The knowledge base consists of information that enable identification and classification of the errors raised by the validator software running a problematic file. In addition to identification and classification, that enable solution discovery, the database will eventually contain analyses and repairs for the problems as the encountered problems are studied.
JSON Schema ID : http://digitalpreservation.fi/schemas/2025-12/error.schema.ld.json
Description of an error. An error may have many analyses and it may rise from many files. Output example from the validating software may and should present context for the error message and the error message is also most likely found in the output example. Validator, validator version and error message fields should define unique error objects. Objects without set error message are preliminary errors and they are undefined.
Index fields: ['validator', 'validatorVersion', 'errorMessage']
- files : array of string
- List of references to Files.
- analyses : array of string
- List of references to Analyses
- validator : string
- Name of the validating software reporting the error.
- validatorVersion : array of string
- List of versions of the validating software that produce the error message for the set of the referred files.
- errorMessage : string
- The message reported and identified by the validating software. The message can be (should be) exact match but may contain regular expressions if the message contains varying data in the middle of the string, such as a file name or an offset. A certain amount of uncertainty inevitably hovers around when raisin-picking the error message from validator output. The output example field may be used to provide implicit reasoning for the picked string or pattern. Notes field may be used for explicit reasoning.
- type : ['general', 'exact', '']
- The error message can (perhaps) be classified either general, exact or unknown. Exact error message may have exact repair solution, general error message needs to be investigated further, has probably many analyses and repairs, and should probably have a more specific error message. Error messages of unknown are not studied yet in such a way.
- outputExample : array
- Additional output from the validator to the error mesasge to give context for later handling and verification. For example the full output from the validating software.
- notes : array
- Additional information on the error.
JSON Schema ID : http://digitalpreservation.fi/schemas/2025-09/analysis.schema.ld.json
Description of the problem.
Index fields: ['@id', 'softwareProlem', 'fixable']
- @id : string
- Analysis object identifier.
- repairs : array of string
- List of reference to Repairs.
- analysis : array of string
- The analysis of the error. String items in the array can be presented as paragraphs.

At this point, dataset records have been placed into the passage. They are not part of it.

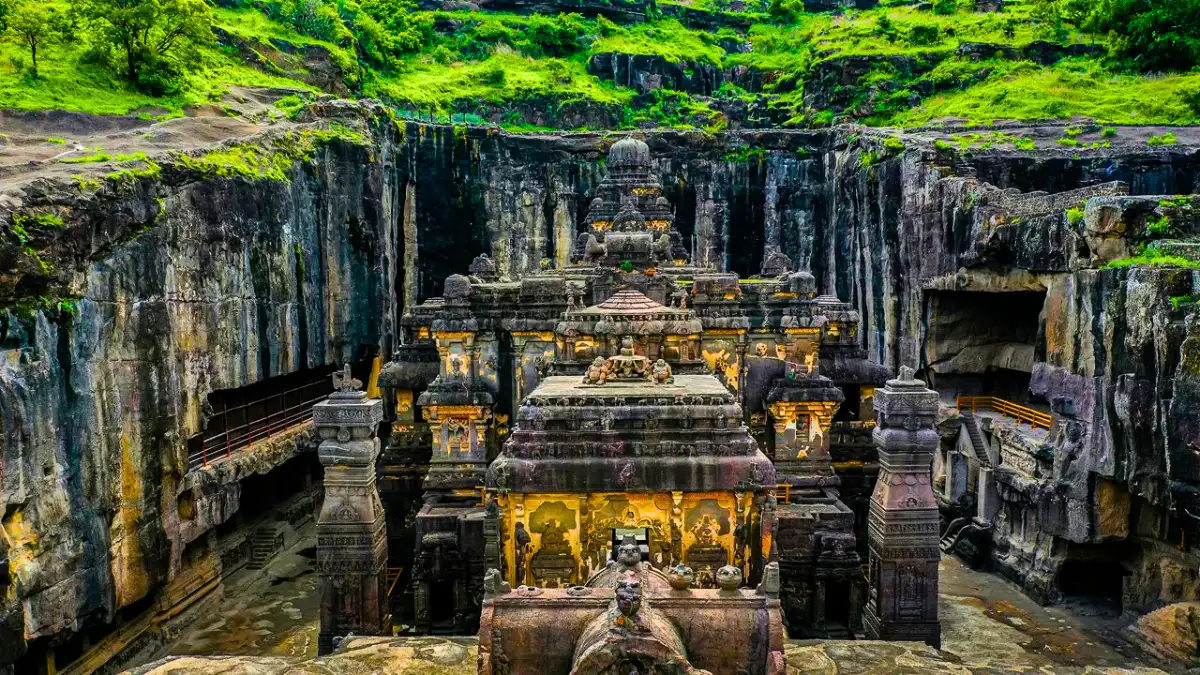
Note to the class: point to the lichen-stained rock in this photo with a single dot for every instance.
(378, 656)
(457, 656)
(186, 282)
(196, 278)
(1170, 633)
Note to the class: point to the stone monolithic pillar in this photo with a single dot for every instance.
(903, 526)
(352, 543)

- softwareProblem : ['yes', 'no', '']
- Classification whetever the cause of the problem is in the validating software, that is a software bug, or not. Bugs should most likely be handled by the developers.

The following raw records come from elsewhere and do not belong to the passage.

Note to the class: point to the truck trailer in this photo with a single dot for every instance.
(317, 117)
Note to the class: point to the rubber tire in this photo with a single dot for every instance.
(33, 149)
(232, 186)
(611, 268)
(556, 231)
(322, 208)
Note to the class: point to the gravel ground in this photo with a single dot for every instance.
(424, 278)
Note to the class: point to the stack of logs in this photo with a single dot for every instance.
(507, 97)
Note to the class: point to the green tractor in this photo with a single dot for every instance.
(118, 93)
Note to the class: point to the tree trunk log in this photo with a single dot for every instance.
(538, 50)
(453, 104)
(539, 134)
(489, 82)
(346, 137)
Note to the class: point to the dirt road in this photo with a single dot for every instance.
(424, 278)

- significantProperties : array of string
- The significant properties that are especially taken into account in the analysis. Significant properties may provide a perspective to the problem. String items in the array can be presented as paragraphs.
- fixable : ['yes', 'no', '']
- Should a fix be determined for the error based on this analysis?
JSON Schema ID : http://digitalpreservation.fi/schemas/2026-02/repair.schema.ld.json
A repair solution for an error based on an analysis.
Index fields: ['@id']
- @id : string
- Identifier for the repair.
- repair : string
- Detailed description of the repair
- heading : string
- Heading or a very short description of the repair for an article.
- execution : string
- Command execution example for the repair, if there is such.
- effects : array of string
- Description of how performing the repair affects data.
- justification : string
- Rationale for accepting the repair.
- files : array of string
- Knowledge base file object identifiers that refer to file that were normalised using this solution.
- softwareTestVersion : string
- Software version or versions the method has been tested and the result verified with.
JSON Schema ID : http://digitalpreservation.fi/schemas/2026-02/file.schema.ld.json
Description of a file. File objects describe content from which a problem arises. Although the file may be also valid and have no error object referring to it.
Index fields: ['checksum']
- @id : string
- Identifier for the file
- source : string
- Identifier for the source classifying the file.
- description : string
- Description of the content.
- wellFormed : [True, False, None, 'virtual']
- Should the file validate as well-formed. 'null' value equals to undetermined. 'virtual' value refers to virtual or dummy files that will never have a location but connect an error to a file format.
- checksum : object
- Checksums of the content in the locations. Two checksums are used to mitigate checksum collisions. The other is faster and the other is more reliable.
- location : array of object
- List of objects with a label as the key and a free form description of the source location as the value. Locations may be URIs (URL preferred), relative file paths or instructions on how to ask for the file.
JSON Schema ID : http://digitalpreservation.fi/schemas/2026-01/source.schema.ld.json
Description of a file format. The file format classifies file objects and determines the valid form for the data.
Index fields: ['fileFormat', 'version']
- @id : string
- Identifier for the source.
- fileFormat : string
- MIME type of the file format.
- version : string
- Version of the file format.
- profile : string
- Further classification of the data.
- description : string
- Free form description.
- specification : array of objects
- List of objects with location, name or other description of the specification as the value and name for the resource as a key.